Namun yang menarik darinya, ia tidak sekadar memikirkan nasib dirinya sendiri. Akan tetapi juga mulai memikirkan bagaimana nasib para saudara-saudaranya, teman, dan orang lain yang baru beribadah selama 200 dan 300 tahun. Bahkan, terhadap orang-orang yang lebih sedikit darinya beribadah kepada Allah dimanahkah mereka kelak di akhirat akan ditempatkan.
Keesokan harinya, seorang ahli ibadah itu menjumpai Nabi Musa kembali sembari berkata kepada beliau “Wahai Musa AS, aku rela dimasukkan Allah ke dalam neraka-Nya yang paling dalam, akan tetapi aku meminta satu permohonan lagi. Aku mohon agar setelah tubuhku ini dimasukkan ke dalam neraka, maka jadikanlah tubuhku ini sebesar-besarnya. Sehingga seluruh pintu neraka tertutup oleh tubuhku ini, agar tidak ada seorang pun yang akan masuk ke dalamnya”.
Nabi Musa pun kemudian menyampaikan kembali permohonan orang tersebut kepada Allah. Setelah mendengar apa yang tengah disampaikan oleh Nabi Musa. Maka Allah berfirman, “Wahai Musa (AS) sampaikanlah kepada umatmu itu bahwa sekarang Aku akan menempatkan dia di surga-Ku yang paling tinggi.”
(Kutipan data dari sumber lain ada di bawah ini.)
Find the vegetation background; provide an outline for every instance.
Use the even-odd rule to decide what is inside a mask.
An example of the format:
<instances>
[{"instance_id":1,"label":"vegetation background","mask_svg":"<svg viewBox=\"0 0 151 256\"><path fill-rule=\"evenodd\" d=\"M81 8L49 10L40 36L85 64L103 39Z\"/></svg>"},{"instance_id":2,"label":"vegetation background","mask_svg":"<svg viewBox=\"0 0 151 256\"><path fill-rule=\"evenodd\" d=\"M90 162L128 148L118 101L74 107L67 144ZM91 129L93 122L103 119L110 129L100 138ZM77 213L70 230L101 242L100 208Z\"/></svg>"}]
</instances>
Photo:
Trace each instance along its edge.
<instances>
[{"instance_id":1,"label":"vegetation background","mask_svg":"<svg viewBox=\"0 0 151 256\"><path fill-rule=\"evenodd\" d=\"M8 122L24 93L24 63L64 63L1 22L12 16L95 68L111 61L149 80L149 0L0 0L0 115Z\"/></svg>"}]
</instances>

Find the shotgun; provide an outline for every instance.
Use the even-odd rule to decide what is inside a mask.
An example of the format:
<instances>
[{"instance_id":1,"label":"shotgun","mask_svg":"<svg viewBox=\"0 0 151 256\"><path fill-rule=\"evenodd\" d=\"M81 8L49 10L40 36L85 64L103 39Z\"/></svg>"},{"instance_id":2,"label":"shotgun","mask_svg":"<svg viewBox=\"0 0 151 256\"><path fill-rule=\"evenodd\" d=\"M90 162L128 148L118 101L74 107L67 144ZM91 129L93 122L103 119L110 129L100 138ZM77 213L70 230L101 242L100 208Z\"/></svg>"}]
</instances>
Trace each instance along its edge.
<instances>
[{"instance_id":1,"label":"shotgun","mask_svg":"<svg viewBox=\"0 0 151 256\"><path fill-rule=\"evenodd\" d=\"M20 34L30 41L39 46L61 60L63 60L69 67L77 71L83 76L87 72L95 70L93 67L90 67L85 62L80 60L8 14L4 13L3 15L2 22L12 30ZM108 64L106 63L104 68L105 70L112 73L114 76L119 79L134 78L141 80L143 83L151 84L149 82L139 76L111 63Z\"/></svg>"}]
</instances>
Dari kisah ini, kita dapat mengambil hikmah bahwa: sedahsyat dan sehebat apapun ibadah yang dilakukan seorang hamba kepada Tuhan-Nya, tidak dapat menjamin keselamatan seseorang. Pun tidak dapat dijadikan sebagai parameter untuk memperoleh kedudukan yang mulia di sisi Allah. Melainkan adalah dengan memperoleh rahmat dari Allah. Sebagaimana hadis Jabir bin Abdillah bahwa Rasulullah bersabda:
لا يذخل أحدا منكم عمله الجنة، ولا يجيره من النار، ولا أنا إلا برحمة من الله
“Tidak ada amalan seorangpun yang bisa memasukkannya ke dalam surga dan menyelamatkannya dari neraka. Tidak juga denganku, kecuali dengan memperoleh rahmat dari Allah.” (HR. Imam Muslim) Wallahu A’lam.